Children, don’t let people con you into giving up sweets for Lent. Giving up sweets for the good of your souls isn’t what God wants you to do, either. Perhaps you could be obedient to your parents and teachers; try a little harder in school; do some shopping for the elderly woman who lives next door, or for your mother.
Doing something for other people is the best penance we can do, because it doesn’t gain us a victory—it forces us to surrender—surrender our wills to the will of God. You can’t beat sin out of yourself—goodness knows, enough people have tried that. You can’t starve sin out of yourself—that’s been tried too. All that punishment and fasting to excess do is make us quarrelsome, according to Isaiah.

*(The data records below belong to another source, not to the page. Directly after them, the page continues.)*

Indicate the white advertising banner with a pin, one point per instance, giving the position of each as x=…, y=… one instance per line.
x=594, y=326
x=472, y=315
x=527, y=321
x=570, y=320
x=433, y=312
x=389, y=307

If you offer your sinfulness to God, and resolve to do better, God promises that “my favour will shine on you like the morning sun, and your wounds will be quickly healed. I will always be with you to save you, my presence will protect you on every side.”
I don’t smoke, of course, and I don’t eat many sweet things anymore—I’m not allowed to. If I could eat sweets, though, I’d set myself this Lenten discipline: Meditate each day on the Scriptures, do something useful each day for the community, and eat one chocolate bar each week, slowly, savouring every bite. With God’s help, we can achieve not a victory, but a surrender to God’s will for us. And God’s will is everlasting, unlike a youthful waistline, and sweeter than any chocolate bar ever made. AMEN.